In summary, the justification around stateless JSF is that, if it is possible
to cut the build view time from a request, there will be an improvement from
both speed and memory perspective. This is true, but only to some point,
because the response time for a request is given by the build view,
validation/invoke application and render response time.
To get to the same goal, without sacrifice JSF stateful behavior, other
improvements has been already done (cache EL expressions, cache ids, make tree
structure lighter, ...). The idea is cache that "stateless information" into a
place where it can be reused effectively, which in this case is inside Facelet
abstract syntax tree (AST). This has worked well so far. The side effects of
enable these optimizations has been analysed, and there is a good understanding
about this.
In few words, the basic idea about stateless JSF as proposed originally by Rudi
Simic in his blog is this:
Mark the view as stateless using some attribute.
Use a pool of views, because views are not thread safe.
Before store the view in the pool, use a visitTree call to reset the fields.
Unfortunately, it was quickly found that the implementation proposed requires a
better view pool and try to reset the fields is not fail-safe, because the
component tree also stores more than just the input field values. Additionally,
it doesn't provide a way to use it for dynamic views.
Provide a thread safe implementation of UIComponent that can be reused across
threads is not a good solution, because anyway there is some information that
is inside UIComponent and should be stored per thread, and precisely
UIComponent is a place specifically designed to store that information.
Based on the previous background, the big question is if a solution based on
object pooling pattern can be done effectively for a web framework like JSF. A
good description of the technique and its trade-off can be found at:
http://en.wikipedia.org/wiki/Object_pool_pattern
In few words, the proposal is go "Beyond JSF Stateless Mode", and instead blame
the state, make it your friend.
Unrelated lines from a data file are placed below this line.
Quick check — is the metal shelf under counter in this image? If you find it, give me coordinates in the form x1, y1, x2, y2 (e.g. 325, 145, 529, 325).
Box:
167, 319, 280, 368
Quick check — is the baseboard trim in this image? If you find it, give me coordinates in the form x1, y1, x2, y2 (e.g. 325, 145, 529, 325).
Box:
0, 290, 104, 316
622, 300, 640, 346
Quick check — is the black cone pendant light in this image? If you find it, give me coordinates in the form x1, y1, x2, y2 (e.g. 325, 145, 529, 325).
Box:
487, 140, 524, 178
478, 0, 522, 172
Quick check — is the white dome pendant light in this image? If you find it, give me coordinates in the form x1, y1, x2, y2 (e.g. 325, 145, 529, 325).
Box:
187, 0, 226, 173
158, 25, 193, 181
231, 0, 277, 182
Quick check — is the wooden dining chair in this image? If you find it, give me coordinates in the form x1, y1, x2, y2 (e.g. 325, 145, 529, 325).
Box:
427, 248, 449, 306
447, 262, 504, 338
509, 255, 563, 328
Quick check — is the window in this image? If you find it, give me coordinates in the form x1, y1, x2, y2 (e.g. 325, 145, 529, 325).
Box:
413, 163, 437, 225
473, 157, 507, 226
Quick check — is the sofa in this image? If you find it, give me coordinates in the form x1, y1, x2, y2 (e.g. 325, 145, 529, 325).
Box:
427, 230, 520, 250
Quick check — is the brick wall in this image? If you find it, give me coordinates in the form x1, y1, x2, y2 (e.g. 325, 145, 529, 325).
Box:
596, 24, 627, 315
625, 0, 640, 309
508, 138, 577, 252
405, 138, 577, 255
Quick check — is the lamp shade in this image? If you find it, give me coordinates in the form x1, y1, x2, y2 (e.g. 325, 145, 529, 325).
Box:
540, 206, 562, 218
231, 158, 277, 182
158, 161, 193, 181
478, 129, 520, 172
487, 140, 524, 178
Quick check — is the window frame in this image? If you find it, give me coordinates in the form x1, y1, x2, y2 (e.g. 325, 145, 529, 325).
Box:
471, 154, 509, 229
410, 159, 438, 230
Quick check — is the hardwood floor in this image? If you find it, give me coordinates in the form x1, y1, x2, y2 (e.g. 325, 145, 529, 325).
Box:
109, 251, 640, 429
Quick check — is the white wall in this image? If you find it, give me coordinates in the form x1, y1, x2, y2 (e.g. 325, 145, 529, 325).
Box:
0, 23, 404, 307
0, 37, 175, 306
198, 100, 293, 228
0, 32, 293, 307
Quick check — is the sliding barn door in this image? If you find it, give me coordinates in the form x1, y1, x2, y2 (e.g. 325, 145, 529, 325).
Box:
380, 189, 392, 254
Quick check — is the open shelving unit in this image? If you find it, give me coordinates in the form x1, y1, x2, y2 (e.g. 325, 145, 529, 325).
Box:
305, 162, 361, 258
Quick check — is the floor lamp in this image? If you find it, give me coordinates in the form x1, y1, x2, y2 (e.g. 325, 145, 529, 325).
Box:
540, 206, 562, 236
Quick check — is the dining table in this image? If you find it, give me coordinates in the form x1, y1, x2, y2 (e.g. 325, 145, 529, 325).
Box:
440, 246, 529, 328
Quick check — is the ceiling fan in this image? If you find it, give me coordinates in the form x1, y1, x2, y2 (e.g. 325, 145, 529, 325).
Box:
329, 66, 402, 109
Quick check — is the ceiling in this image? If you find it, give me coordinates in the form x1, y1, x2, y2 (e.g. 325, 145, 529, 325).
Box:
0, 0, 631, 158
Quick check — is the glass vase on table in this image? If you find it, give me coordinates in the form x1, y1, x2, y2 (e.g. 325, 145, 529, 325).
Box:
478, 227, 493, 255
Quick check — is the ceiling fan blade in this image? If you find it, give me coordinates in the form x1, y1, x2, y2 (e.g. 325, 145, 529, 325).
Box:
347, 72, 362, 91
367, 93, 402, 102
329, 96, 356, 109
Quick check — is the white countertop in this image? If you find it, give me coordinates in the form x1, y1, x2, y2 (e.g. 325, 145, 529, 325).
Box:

Let's just take advantage of the stateful
nature of JSF to allow reuse views fully or partially.
How?
- PSS algorithm can be used to check if a view has been modified or not,
checking its state. So, it can be used to check which components has state, and
if it is possible to provide a way to reset the state of a component to the
initial state set by the first markInitialState(), restore the state is
possible.
-If the view cannot be reset fully, it is possible to use facelets refreshing
algorithm and reuse a view partially.
- Add some additional code to recover a view instance when it is discarded, and
store it into the view pool. This requires some changes over
NavigationHandlerImpl, because it is not possible to reuse a view and store it
in the pool that is still on usage, so it is necessary to do a "deferred
navigation", changing the default ActionListenerImpl and ensure
handleNavigation() is called before end invoke application phase but outside
the visitTree() call.
- In MyFaces there exists the concept of FaceletState. It is possible to use
this concept and cache even dynamic views, because each different FaceletState
can identify an specific view structure.